Bayhaqy, A., Sfenrianto, S., Nainggolan, K., & Kaburuan, E. R. (2018, October). Sentiment analysis about E-commerce from tweets using decision tree, K-nearest neighbor, and naïve bayes. In 2018 international conference on orange technologies (ICOT) (pp. 1-6). IEEE.

Chen, H. L., Huang, C. C., Yu, X. G., Xu, X., Sun, X., Wang, G., & Wang, S. J. (2013). An efficient diagnosis system for detection of Parkinson’s disease using fuzzy k-nearest neighbor approach. Expert systems with applications, 40(1), 263-271.

IEEE Symposium on Computational Intelligence in Cyber Security (CICS), IEEE, pp.1–8.

Kavakiotis, I., Tsave, O., Salifoglou, A., Maglaveras, N., Vlahavas, I., & Chouvarda, I. (2017). Machine learning and data mining methods in diabetes research. Computational and structural biotechnology journal, 15, 104-116.

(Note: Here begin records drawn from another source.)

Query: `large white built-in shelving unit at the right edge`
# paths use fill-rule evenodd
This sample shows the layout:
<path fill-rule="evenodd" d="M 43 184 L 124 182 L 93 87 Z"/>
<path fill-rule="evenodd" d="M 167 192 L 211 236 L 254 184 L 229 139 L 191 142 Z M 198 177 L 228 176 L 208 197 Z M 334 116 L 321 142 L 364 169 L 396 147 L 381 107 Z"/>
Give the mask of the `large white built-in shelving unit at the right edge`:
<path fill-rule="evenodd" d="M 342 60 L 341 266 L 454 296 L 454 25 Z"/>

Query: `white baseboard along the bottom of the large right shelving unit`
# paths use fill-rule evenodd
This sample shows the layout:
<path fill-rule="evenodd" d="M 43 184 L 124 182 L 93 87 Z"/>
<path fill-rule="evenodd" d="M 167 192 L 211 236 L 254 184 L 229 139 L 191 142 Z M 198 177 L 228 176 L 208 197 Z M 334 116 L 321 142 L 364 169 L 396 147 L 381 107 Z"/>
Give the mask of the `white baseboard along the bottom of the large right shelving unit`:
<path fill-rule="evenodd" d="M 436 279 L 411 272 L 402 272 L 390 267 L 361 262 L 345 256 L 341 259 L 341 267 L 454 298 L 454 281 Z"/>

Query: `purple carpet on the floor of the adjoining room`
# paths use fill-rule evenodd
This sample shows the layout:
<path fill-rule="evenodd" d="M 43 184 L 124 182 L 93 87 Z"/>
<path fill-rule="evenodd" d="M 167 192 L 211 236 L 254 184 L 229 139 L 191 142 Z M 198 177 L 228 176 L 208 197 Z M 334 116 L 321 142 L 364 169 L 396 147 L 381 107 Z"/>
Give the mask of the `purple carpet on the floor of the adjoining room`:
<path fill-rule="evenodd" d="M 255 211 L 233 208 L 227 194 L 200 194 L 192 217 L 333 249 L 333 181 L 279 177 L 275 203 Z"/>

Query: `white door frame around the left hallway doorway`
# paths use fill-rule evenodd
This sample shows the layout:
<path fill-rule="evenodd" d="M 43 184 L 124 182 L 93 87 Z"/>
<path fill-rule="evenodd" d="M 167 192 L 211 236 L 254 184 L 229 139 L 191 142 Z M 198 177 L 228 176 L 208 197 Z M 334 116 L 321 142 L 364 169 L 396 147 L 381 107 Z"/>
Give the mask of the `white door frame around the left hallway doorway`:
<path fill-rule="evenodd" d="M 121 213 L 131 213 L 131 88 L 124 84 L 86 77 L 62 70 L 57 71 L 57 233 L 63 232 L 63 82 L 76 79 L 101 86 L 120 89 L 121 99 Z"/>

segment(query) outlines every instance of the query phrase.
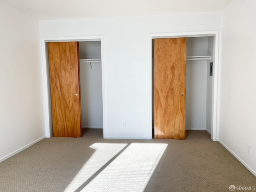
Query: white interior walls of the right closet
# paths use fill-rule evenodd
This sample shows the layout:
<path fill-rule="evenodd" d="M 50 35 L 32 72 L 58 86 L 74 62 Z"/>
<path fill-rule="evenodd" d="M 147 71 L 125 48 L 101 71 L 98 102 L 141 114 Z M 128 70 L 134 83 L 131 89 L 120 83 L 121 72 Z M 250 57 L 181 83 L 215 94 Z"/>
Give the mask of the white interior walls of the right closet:
<path fill-rule="evenodd" d="M 211 55 L 211 60 L 187 60 L 186 130 L 207 130 L 212 125 L 212 76 L 210 62 L 214 37 L 187 38 L 187 56 Z M 154 129 L 154 39 L 152 39 L 152 129 Z"/>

Kursa, M.B. & Rudnicki, W.R. (2010). Feature selection with the Boruta package. Journal of

methods and classification algorithms in permission-based Android malware detection’, 2014

Muhammad, L. J., & Algehyne, E. A. (2021). Fuzzy based expert system for diagnosis of coronary artery disease in Nigeria. Health and technology, 11(2), 319-329.

Pehlivan, U., Nuray, B., Cengiz, A. & Nazife, B. (2014). The analysis of feature selection Statistical Software, 36(11), pp.1–13.

Safri, Y. F., Arifudin, R., & Muslim, M. A. (2018). K-Nearest Neighbor and Naive Bayes Classifier Algorithm in Determining The Classification of Healthy Card Indonesia Giving to The Poor. Sci. J. Informatics, 5(1), 18.